Tier 2. Phase 2 trials in type 2 diabetes and obesity in Chinese populations (Sciwind Biosciences sponsor). Phase 3 trials in China have begun. Not approved by any regulator as of the cutoff.

§ B · Mechanism of action

Ecnoglutide is a synthetic GLP-1 receptor agonist engineered for functional selectivity (biased agonism): preferential coupling to the canonical Gs/cAMP signalling pathway with reduced beta-arrestin recruitment relative to balanced GLP-1 receptor agonists. The biased pharmacology is hypothesised to retain insulinotropic and weight-loss efficacy while reducing class adverse events (notably nausea and gastrointestinal effects) thought to be mediated in part by beta-arrestin signalling. The molecule is acylated for albumin binding to support once-weekly subcutaneous dosing.

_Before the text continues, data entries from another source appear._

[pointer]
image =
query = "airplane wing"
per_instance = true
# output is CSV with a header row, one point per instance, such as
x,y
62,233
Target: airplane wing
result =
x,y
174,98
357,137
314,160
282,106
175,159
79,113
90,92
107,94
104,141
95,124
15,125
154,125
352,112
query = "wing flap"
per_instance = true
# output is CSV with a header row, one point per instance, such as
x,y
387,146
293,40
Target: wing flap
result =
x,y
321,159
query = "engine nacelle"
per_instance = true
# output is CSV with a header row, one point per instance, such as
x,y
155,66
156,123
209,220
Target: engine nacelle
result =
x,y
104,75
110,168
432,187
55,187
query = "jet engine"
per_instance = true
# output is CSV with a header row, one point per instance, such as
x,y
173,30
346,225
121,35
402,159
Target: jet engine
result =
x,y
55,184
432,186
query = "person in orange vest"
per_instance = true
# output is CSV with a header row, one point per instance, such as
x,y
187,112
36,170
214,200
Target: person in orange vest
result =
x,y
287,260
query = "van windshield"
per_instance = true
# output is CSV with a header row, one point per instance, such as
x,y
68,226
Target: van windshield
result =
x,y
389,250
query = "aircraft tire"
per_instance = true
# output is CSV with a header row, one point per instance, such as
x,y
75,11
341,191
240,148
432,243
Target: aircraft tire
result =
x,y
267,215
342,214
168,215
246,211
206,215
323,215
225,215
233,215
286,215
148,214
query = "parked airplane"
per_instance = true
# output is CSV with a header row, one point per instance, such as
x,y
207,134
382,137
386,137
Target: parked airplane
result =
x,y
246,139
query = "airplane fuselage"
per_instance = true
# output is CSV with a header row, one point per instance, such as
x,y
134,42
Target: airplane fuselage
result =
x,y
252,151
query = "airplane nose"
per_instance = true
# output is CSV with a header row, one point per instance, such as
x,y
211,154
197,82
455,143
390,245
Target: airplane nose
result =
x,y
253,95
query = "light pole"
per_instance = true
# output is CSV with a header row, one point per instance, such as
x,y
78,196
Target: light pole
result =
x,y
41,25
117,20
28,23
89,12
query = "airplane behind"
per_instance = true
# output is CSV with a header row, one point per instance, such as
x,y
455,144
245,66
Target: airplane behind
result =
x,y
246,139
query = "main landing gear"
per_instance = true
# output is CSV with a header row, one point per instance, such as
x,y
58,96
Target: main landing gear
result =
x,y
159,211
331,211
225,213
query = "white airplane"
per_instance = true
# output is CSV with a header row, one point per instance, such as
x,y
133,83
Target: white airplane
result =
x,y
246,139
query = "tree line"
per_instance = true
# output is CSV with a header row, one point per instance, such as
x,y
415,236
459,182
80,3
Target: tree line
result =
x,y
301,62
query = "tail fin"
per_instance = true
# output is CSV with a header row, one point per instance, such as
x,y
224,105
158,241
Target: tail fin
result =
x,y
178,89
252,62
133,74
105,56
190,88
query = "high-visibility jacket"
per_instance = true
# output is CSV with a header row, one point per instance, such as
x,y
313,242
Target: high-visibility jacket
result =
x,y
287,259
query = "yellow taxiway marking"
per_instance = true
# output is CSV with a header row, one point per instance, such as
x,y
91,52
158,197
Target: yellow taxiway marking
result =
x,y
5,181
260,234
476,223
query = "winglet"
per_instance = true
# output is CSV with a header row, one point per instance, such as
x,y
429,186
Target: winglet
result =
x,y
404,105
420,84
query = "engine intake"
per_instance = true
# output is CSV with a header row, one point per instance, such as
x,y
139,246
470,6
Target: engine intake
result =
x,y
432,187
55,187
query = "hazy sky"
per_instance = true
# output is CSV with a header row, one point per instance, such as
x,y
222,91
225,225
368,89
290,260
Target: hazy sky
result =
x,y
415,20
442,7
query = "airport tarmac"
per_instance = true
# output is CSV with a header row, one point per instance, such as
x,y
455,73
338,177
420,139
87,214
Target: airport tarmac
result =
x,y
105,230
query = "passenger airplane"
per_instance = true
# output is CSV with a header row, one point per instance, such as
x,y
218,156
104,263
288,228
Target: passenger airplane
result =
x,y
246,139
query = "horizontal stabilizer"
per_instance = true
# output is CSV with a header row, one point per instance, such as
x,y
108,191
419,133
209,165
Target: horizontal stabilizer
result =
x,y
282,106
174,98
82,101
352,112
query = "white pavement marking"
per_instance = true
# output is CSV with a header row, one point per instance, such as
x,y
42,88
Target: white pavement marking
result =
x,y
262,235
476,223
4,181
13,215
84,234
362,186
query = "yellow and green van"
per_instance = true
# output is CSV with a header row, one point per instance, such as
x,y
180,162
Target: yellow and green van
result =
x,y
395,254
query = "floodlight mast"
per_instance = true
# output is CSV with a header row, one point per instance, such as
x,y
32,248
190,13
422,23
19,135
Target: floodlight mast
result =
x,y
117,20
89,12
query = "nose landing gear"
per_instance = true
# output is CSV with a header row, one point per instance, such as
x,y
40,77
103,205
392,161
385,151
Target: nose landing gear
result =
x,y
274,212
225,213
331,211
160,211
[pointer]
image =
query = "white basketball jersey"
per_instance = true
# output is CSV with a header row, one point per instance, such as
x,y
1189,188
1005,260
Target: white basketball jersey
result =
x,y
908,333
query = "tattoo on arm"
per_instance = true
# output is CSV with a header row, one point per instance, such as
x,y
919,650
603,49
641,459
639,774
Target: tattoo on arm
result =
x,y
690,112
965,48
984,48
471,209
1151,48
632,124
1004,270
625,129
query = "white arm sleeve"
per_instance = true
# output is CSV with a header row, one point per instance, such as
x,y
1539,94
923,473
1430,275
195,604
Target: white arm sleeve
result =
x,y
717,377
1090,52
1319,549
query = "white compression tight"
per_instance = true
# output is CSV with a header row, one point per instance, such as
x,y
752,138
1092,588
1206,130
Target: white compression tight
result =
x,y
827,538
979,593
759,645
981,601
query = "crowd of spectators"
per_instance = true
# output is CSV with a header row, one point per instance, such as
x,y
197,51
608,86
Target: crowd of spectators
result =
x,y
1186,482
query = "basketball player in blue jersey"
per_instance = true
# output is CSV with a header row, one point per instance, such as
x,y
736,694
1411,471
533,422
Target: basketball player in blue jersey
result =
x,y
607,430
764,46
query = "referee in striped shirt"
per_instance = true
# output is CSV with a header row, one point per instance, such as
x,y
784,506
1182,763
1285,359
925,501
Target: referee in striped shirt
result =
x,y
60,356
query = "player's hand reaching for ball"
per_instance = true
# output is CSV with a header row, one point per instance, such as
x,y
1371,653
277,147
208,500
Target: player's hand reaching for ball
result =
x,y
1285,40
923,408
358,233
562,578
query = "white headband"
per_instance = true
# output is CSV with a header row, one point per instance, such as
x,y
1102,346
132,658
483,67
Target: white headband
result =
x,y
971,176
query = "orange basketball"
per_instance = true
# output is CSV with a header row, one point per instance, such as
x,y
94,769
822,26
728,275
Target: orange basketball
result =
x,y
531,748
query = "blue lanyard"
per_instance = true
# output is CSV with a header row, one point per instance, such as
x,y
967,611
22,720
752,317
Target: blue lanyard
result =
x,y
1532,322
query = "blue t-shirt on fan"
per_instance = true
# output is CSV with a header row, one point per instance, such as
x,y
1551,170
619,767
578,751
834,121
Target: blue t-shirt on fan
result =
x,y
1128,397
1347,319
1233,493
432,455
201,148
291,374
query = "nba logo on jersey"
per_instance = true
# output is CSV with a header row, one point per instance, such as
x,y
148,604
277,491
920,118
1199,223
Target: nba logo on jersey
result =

§ C · Human clinical evidence

Tier 2. Phase 2 trials in Chinese participants with type 2 diabetes and with obesity have been reported by the sponsor and at scientific meetings; peer-reviewed publication of full Phase 2 results is limited as of the cutoff. Phase 3 trials in China are in progress.

§ F · Safety signal

Class GLP-1 receptor agonist adverse events (nausea, decreased appetite, vomiting) are reported at frequencies the sponsor has characterised as comparable or slightly lower than balanced GLP-1 receptor agonists; independent verification through published Phase 3 data is pending. Pancreatitis and C-cell tumour signals from the class apply.

§ H · Regulatory status

Regulatory status

FDA status:
Not FDA-approved
§ I · Notable gaps and controversies

Biased agonism at the GLP-1 receptor is a contested pharmacological hypothesis: whether reduced beta-arrestin recruitment translates to clinically meaningful adverse-event reduction at matched efficacy is an open empirical question that requires head-to-head Phase 3 evidence against established GLP-1 receptor agonists. The Sciwind program is one of several biased GLP-1 receptor agonists in development. Vendor research-grade 'ecnoglutide' is unlikely to be pharmaceutically equivalent to clinical-grade material.